What it means: Nah.  It’s 2015!  Everyone has a smartphone, which means (to your horror) that you in fact have access to email everywhere and all the time. But when you’re going on vacation and have no desire to work on said vacation, blaming that sentiment on access to email is the easiest way to convey that, even though everyone knows it’s not true.  It’s a weird kabuki dance that allows people to enjoy their time off without running the risk of their BlackBerry turning into a high-priced skipping rock after it buzzes one too many times while you’re sitting poolside.
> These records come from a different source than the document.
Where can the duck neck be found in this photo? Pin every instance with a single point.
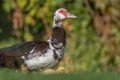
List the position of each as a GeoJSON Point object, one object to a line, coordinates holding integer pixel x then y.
{"type": "Point", "coordinates": [58, 39]}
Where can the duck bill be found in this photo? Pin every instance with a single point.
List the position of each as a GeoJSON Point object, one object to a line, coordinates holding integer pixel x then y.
{"type": "Point", "coordinates": [71, 16]}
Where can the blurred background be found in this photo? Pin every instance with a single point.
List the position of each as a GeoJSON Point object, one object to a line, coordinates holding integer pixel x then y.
{"type": "Point", "coordinates": [93, 39]}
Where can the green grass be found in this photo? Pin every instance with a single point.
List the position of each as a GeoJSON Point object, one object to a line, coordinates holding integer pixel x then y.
{"type": "Point", "coordinates": [11, 74]}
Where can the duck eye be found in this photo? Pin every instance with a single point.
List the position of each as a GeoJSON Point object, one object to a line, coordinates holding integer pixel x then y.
{"type": "Point", "coordinates": [62, 11]}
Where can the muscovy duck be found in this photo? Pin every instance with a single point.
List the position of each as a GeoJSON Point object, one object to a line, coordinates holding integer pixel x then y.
{"type": "Point", "coordinates": [39, 55]}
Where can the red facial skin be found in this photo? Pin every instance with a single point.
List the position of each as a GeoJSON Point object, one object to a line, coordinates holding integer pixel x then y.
{"type": "Point", "coordinates": [64, 12]}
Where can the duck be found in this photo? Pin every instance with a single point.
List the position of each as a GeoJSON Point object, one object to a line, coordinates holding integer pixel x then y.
{"type": "Point", "coordinates": [39, 55]}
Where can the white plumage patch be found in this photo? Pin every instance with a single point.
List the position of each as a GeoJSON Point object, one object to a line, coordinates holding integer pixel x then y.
{"type": "Point", "coordinates": [44, 61]}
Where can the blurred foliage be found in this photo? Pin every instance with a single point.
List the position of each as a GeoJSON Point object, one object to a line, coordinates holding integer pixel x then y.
{"type": "Point", "coordinates": [93, 39]}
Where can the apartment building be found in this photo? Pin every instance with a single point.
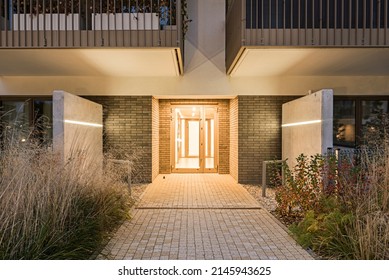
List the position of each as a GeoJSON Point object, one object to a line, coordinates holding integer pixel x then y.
{"type": "Point", "coordinates": [197, 85]}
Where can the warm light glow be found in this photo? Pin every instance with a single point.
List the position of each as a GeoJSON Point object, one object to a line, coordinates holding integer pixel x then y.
{"type": "Point", "coordinates": [301, 123]}
{"type": "Point", "coordinates": [83, 123]}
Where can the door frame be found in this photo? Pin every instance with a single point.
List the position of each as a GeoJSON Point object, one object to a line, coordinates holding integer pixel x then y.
{"type": "Point", "coordinates": [202, 168]}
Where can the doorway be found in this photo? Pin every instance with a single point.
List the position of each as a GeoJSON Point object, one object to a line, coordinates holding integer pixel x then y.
{"type": "Point", "coordinates": [194, 138]}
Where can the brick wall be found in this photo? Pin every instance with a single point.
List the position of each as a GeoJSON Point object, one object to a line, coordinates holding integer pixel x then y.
{"type": "Point", "coordinates": [234, 138]}
{"type": "Point", "coordinates": [164, 132]}
{"type": "Point", "coordinates": [128, 127]}
{"type": "Point", "coordinates": [259, 132]}
{"type": "Point", "coordinates": [155, 138]}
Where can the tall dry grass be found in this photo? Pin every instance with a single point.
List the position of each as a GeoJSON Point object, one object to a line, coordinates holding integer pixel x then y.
{"type": "Point", "coordinates": [370, 228]}
{"type": "Point", "coordinates": [51, 210]}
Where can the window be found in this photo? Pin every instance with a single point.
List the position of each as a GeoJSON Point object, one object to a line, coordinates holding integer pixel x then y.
{"type": "Point", "coordinates": [354, 117]}
{"type": "Point", "coordinates": [344, 123]}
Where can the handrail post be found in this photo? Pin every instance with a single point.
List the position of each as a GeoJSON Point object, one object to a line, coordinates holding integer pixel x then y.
{"type": "Point", "coordinates": [264, 178]}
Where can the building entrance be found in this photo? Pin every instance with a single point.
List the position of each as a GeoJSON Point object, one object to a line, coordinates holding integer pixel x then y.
{"type": "Point", "coordinates": [194, 138]}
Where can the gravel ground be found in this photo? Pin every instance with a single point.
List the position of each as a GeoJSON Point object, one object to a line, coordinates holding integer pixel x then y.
{"type": "Point", "coordinates": [268, 202]}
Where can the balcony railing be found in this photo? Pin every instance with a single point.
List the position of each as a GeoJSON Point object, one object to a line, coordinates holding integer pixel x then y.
{"type": "Point", "coordinates": [306, 23]}
{"type": "Point", "coordinates": [90, 23]}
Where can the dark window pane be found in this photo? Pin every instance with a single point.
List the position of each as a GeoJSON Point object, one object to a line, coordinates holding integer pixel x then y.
{"type": "Point", "coordinates": [344, 123]}
{"type": "Point", "coordinates": [43, 120]}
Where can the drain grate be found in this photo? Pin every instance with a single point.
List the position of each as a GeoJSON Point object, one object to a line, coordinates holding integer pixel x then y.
{"type": "Point", "coordinates": [199, 208]}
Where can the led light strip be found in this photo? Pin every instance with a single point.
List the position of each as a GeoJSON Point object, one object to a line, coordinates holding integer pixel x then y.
{"type": "Point", "coordinates": [84, 123]}
{"type": "Point", "coordinates": [301, 123]}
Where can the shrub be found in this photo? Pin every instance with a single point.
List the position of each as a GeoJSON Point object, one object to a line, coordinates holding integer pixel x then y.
{"type": "Point", "coordinates": [350, 218]}
{"type": "Point", "coordinates": [301, 189]}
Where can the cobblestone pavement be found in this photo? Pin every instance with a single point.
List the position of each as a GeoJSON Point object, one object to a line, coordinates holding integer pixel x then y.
{"type": "Point", "coordinates": [201, 216]}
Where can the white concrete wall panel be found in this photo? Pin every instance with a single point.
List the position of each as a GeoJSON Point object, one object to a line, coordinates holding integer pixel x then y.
{"type": "Point", "coordinates": [307, 125]}
{"type": "Point", "coordinates": [78, 129]}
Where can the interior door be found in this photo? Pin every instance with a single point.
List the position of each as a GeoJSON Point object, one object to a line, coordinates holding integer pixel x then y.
{"type": "Point", "coordinates": [194, 139]}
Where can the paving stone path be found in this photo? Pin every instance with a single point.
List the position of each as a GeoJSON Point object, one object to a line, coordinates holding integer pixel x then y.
{"type": "Point", "coordinates": [201, 216]}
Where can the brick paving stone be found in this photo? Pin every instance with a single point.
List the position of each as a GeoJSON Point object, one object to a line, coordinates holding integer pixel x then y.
{"type": "Point", "coordinates": [201, 216]}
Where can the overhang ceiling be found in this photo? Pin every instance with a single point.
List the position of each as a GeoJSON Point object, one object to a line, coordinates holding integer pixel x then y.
{"type": "Point", "coordinates": [260, 62]}
{"type": "Point", "coordinates": [155, 62]}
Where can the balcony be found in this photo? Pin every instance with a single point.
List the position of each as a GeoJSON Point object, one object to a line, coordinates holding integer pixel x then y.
{"type": "Point", "coordinates": [284, 35]}
{"type": "Point", "coordinates": [93, 34]}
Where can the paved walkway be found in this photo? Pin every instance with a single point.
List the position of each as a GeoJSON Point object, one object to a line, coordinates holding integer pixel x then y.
{"type": "Point", "coordinates": [201, 216]}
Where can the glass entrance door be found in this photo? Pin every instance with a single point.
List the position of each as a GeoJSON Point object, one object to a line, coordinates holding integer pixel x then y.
{"type": "Point", "coordinates": [194, 138]}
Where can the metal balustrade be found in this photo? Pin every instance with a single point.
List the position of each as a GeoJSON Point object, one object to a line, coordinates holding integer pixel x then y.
{"type": "Point", "coordinates": [90, 23]}
{"type": "Point", "coordinates": [306, 23]}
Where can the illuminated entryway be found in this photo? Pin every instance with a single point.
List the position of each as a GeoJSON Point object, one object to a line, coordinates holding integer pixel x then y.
{"type": "Point", "coordinates": [194, 138]}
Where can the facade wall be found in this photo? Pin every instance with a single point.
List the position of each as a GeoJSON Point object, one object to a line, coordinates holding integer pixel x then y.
{"type": "Point", "coordinates": [164, 133]}
{"type": "Point", "coordinates": [155, 138]}
{"type": "Point", "coordinates": [72, 140]}
{"type": "Point", "coordinates": [259, 134]}
{"type": "Point", "coordinates": [128, 129]}
{"type": "Point", "coordinates": [234, 138]}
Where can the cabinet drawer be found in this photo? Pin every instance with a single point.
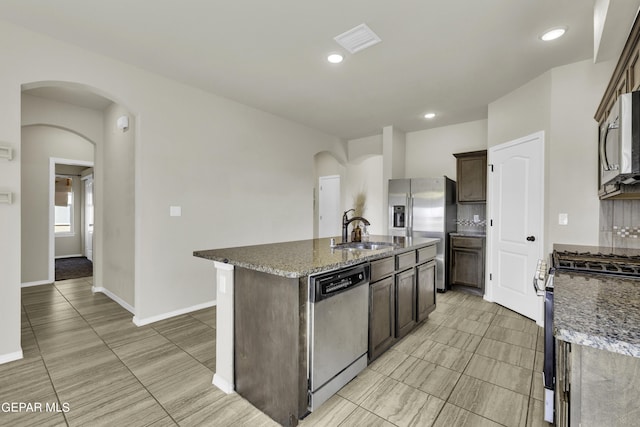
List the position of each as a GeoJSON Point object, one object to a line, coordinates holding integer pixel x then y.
{"type": "Point", "coordinates": [405, 260]}
{"type": "Point", "coordinates": [467, 242]}
{"type": "Point", "coordinates": [425, 254]}
{"type": "Point", "coordinates": [381, 268]}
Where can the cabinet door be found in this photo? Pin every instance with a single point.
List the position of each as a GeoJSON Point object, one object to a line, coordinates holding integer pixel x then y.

What you hear: “This is a draft for your review.”
What it means: “Draft” is great!  People attach the “draft” label to things that are riddled with typos, devoid of citations, and/or just plain wrong.  But hey, it’s just a draft!  It’s the magic labelt hat lets you get away with figuring all of that stuff out later.  Bonus points for “working drafts,”and double bonus points for drafts that you are also instructed to “please find attached.”  It’s when you start stacking these aphorisms on top of one another that the fun really begins.

Look, all of this is, frankly, exhausting.  It’s just that we haven’t yet figured out how to communicate what we really think, feel, or need to our co-workers quite as directly as we’d like, and hilarity ensues.  And while simply thinking about them a bit reveals these communication quirks to be kind of absurd, I also get that anyone who has the audacity to speak to co-workers like a normal human being then runs the risk of being perceived as unprofessional, irreverent, or disrespectful, and no one wants that!  I guess I don’t have an easy fix here, really, except that hopefully we can at least agree for now to stop signing our emails with “thanks.”  The revolution starts here, people.  We can build on this.


2 thoughts on “The Most Maddening of the Modern Workplace Banalities

  1. “Please don’t hesitate to let me know if you have any questions or concerns.”

    I use this in emails for one of two reasons, neither of which you mention.

    (1) I’m genuinely trying to be helpful and I know you may have additional questions because what we’re working on together requires some delicate handling.

    (2) Feel free to let me know if you have questions or concerns, because if you do, I’ll know that you either didn’t read or didn’t comprehend my email, which was perfectly clear. Go ahead, look like a moron. I dare you.